Ecofys prognostiziert Überschuss an Emissionsrechten in der zweiten Phase des EU-Emissionshandels
Köln - Durch das Risiko eines Überschusses an Emissionszertifikaten im europäischen Emissionshandelssystem könnte das Ziel verfehlt werden, die Treibhausgasemissionen der europäischen Industrie zu verringern. Zu diesem Ergebnis kommt Ecofys in einer Untersuchung der Zuteilungspläne für Emissionszertifikate für den Zeitraum 2008 bis 2012. In diesem Fall müsste das Erreichen der Kyoto-Ziele durch Kleinindustrie, Haushalte und den Transport-Sektor oder durch den verkehrten Ankauf von Emissionszertifikaten aus Entwicklungsländern erfolgen, teilte das Beratungsunternehmen mit.

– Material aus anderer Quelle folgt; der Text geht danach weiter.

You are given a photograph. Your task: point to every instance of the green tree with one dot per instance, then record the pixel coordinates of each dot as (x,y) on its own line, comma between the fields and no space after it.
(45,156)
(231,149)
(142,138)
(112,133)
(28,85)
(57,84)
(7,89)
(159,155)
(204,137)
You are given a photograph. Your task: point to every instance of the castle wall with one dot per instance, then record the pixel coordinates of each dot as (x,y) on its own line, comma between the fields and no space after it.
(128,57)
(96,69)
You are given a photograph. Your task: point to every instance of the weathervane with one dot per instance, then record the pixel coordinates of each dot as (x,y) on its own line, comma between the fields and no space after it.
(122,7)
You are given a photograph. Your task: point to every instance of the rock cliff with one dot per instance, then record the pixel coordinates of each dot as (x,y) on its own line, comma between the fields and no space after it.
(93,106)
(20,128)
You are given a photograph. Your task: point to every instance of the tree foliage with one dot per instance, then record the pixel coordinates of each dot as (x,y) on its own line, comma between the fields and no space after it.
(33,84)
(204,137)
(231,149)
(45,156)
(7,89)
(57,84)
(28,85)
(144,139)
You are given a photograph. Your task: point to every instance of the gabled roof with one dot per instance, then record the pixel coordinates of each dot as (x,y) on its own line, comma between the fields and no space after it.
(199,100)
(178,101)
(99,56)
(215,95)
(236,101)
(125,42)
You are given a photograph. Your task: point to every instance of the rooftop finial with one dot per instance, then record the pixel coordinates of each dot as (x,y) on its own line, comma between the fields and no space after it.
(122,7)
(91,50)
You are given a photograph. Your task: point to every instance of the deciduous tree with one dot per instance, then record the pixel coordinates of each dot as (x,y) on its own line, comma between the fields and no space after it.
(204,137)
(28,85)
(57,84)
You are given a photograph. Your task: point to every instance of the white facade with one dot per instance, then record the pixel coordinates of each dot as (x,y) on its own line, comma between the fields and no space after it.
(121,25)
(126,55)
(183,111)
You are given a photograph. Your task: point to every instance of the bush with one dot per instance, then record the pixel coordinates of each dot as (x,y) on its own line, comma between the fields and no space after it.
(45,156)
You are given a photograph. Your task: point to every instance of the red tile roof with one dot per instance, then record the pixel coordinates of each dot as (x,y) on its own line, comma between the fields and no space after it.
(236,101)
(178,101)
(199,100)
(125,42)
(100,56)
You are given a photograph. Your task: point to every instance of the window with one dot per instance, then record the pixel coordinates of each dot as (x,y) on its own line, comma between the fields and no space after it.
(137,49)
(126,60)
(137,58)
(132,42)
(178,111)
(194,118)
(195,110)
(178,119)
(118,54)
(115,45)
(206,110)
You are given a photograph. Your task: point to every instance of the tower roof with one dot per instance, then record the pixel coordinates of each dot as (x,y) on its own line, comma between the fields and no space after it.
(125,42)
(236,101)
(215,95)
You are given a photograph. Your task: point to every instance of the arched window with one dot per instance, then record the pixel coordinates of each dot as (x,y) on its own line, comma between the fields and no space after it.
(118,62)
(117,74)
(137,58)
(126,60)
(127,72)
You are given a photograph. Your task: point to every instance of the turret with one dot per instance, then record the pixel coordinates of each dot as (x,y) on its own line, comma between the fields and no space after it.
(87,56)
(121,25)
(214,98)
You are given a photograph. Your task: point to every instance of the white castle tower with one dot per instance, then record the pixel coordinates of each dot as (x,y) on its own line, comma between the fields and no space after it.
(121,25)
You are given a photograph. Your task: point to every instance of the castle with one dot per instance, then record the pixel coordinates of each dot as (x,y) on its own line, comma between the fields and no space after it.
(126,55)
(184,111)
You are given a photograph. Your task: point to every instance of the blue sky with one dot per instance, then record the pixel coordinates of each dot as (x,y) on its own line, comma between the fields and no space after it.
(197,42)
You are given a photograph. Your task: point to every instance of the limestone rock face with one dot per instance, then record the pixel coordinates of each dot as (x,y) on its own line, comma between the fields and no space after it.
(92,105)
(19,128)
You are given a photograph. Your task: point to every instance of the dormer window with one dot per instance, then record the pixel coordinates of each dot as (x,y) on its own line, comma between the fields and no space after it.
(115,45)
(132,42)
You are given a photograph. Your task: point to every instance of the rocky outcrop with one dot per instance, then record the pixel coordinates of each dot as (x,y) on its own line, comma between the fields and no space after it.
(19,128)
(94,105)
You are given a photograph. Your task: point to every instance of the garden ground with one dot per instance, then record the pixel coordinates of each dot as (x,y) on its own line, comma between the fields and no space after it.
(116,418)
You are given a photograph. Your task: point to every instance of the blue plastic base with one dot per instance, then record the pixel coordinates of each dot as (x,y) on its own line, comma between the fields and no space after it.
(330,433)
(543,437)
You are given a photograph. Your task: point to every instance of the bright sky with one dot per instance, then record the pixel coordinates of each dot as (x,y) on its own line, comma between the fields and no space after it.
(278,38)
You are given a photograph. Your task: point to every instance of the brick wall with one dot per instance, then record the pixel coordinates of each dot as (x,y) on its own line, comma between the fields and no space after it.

Unabhängige Berechnungen von Ecofys zeigten in der zweiten Handelsperiode einen jährlichen Überschuss von 2,5 Prozent oder 50 Mio. Tonnen CO2. Dies widerspreche den offiziellen Emissionsprognosen der Mitgliedstaaten, die von einer jährlichen Verknappung von sieben Prozent der Gesamtemissionen (150 Mio. CO2) ausgehen. Nach Ansicht von Ecofys liegt die Erklärung in den zu hohen Prognosen der BAU-Emissionen einiger EU-Staaten. Zudem würden die teilnehmenden Industrieunternehmen gemäß der ursprünglichen Allokationsplänen von neun Mitgliedsstaaten nicht genügend zur Erreichung der Kyoto-Zielvorgaben beitragen.